Золотой ребенок Тосканы - Боуэн Риз
— Да, думаю, что не легко. Моя мама была менее благородного происхождения, и ей доставляло удовольствие заботиться о нас. Но она умерла, когда мне было одиннадцать, и после этого жизнь стала совсем унылой. Я посещала школу, где остальные девочки были из богатых семей. Учеба их вовсе не интересовала. Они либо дразнили, либо презирали меня. Так что нет, возвращаться туда я совсем не хочу.
— Значит, мы оба выросли без матерей.

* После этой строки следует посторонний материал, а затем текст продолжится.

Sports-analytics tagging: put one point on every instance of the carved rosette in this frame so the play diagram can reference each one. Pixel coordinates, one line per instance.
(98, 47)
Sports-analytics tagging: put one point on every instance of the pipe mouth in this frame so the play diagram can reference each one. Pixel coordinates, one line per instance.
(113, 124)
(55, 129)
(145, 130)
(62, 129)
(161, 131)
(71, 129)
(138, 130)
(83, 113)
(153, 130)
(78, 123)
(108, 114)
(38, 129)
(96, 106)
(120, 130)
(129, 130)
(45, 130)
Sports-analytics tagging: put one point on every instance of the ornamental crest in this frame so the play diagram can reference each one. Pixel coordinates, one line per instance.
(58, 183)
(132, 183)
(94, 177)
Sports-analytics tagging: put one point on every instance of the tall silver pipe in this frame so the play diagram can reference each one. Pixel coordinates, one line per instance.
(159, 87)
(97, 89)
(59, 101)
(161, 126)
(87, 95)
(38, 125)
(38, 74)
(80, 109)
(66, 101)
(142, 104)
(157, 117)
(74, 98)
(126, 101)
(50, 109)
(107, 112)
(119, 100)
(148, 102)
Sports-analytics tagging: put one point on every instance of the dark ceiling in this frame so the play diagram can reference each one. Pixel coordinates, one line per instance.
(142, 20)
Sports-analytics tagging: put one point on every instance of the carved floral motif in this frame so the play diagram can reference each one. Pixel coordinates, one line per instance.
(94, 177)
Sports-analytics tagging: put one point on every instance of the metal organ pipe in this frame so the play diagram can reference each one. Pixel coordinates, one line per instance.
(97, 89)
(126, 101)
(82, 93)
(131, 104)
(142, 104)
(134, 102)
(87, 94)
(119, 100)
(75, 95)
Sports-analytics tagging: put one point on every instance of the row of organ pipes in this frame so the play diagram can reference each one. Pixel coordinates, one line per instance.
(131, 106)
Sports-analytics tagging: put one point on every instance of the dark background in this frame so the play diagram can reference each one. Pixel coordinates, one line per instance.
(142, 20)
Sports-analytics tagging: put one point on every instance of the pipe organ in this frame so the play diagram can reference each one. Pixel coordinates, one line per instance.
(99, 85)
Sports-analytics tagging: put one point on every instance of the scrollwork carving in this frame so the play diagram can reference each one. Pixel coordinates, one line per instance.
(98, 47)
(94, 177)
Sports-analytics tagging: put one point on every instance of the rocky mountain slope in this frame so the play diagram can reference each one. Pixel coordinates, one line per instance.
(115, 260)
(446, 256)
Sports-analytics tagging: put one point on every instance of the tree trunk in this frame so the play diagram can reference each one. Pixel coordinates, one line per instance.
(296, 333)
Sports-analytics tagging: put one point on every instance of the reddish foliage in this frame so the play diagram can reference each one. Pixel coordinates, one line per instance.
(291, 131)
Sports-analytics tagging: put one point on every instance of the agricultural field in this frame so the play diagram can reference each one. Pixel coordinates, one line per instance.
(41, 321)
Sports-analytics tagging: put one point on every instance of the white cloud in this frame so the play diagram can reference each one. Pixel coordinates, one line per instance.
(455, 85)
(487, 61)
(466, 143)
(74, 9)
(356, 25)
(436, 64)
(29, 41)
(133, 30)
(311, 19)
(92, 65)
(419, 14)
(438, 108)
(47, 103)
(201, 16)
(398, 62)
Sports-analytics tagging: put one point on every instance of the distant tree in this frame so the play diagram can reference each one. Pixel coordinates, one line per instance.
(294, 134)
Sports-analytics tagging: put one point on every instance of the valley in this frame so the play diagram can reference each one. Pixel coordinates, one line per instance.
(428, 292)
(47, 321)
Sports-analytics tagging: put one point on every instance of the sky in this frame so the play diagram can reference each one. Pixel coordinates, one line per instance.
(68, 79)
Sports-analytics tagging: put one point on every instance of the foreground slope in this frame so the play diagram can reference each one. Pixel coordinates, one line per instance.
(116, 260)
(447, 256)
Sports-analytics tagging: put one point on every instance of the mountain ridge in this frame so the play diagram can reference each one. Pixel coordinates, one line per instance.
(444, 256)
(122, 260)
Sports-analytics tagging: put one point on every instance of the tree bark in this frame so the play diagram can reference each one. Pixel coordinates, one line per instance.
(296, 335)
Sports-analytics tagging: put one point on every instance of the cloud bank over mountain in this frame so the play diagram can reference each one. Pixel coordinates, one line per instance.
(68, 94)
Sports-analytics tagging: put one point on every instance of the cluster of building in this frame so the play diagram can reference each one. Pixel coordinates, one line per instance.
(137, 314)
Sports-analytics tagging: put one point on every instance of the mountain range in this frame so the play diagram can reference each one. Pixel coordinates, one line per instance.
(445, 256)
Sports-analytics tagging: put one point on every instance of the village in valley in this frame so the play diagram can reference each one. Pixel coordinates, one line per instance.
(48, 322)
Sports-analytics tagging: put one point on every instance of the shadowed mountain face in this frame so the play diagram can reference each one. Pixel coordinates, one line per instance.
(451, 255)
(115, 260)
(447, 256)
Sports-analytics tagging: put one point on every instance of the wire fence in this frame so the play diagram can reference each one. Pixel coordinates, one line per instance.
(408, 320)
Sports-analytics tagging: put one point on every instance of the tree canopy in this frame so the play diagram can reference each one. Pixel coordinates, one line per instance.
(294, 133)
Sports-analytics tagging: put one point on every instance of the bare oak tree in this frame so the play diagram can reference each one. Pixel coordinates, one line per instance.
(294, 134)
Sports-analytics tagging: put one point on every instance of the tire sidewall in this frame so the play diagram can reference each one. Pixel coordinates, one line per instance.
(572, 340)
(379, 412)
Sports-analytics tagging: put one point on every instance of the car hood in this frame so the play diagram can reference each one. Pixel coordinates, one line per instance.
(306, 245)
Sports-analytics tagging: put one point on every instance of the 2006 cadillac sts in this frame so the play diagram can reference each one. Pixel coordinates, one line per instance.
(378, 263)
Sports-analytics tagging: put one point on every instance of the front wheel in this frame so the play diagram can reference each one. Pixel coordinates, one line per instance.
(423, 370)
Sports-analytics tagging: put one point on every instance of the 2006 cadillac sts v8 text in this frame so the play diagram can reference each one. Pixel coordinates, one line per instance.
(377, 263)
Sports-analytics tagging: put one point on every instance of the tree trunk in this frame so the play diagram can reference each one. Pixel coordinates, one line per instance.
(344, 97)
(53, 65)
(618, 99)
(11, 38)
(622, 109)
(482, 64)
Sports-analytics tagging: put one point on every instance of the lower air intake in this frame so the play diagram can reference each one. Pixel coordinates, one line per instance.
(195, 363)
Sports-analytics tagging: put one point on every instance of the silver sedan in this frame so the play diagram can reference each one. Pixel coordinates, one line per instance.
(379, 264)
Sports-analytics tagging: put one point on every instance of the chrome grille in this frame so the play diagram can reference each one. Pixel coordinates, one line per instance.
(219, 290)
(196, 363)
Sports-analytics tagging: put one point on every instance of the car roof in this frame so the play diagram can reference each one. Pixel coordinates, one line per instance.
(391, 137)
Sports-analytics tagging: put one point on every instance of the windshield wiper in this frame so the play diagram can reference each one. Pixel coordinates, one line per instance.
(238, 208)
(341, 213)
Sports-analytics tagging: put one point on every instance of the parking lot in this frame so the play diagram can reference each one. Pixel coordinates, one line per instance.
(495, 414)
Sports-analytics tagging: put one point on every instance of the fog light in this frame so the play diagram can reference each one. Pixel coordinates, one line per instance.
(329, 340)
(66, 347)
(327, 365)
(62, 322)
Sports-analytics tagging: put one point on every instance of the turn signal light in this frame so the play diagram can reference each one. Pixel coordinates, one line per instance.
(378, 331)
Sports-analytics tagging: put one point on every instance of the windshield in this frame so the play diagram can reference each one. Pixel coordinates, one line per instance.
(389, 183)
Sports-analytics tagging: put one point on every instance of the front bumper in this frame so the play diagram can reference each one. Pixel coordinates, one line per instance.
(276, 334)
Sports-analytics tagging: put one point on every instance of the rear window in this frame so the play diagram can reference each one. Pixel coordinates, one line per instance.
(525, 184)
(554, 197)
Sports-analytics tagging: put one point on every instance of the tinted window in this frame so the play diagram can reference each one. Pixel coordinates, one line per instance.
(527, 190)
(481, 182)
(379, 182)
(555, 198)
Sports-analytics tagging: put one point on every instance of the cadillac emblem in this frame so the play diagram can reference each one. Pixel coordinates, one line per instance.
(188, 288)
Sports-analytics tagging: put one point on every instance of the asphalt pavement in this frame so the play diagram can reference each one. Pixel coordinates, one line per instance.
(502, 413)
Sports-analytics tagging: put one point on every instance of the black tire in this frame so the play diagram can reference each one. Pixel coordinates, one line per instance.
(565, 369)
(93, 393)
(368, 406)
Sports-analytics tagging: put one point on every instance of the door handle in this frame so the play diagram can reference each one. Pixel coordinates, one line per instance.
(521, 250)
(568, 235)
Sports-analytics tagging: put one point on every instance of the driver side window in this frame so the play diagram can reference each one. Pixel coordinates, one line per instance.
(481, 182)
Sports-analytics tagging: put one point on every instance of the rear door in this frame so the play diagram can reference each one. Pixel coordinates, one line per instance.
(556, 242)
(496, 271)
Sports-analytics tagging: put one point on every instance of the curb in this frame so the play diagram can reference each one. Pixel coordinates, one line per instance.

Это так тяжело… Чего-то ты лишаешься навсегда, — сказал он. — Иногда я просыпался от сна, в котором моя мама целовала меня в щеку, как раньше.
— Твоя мама любила тебя, — сказала я. — Ты правда веришь, что она могла бросить тебя по своей воле без всякого принуждения?
Он остановился, невидящим взором глядя на веселье и поющих людей на площади перед нами.
— Это то, что мне рассказали, — произнес он. — То, во что все поверили. Но сейчас я в этом уже не уверен.
Глава 29
ДЖОАННА
Июнь 1973 года
Мы дошли до переулка, в котором стоял дом Софии, и я уставилась на него. Заметив это, Ренцо предложил:
— Послушай, а не стоит ли нам зайти туда и посмотреть, есть ли там укрытие, где можно кого-нибудь надежно спрятать?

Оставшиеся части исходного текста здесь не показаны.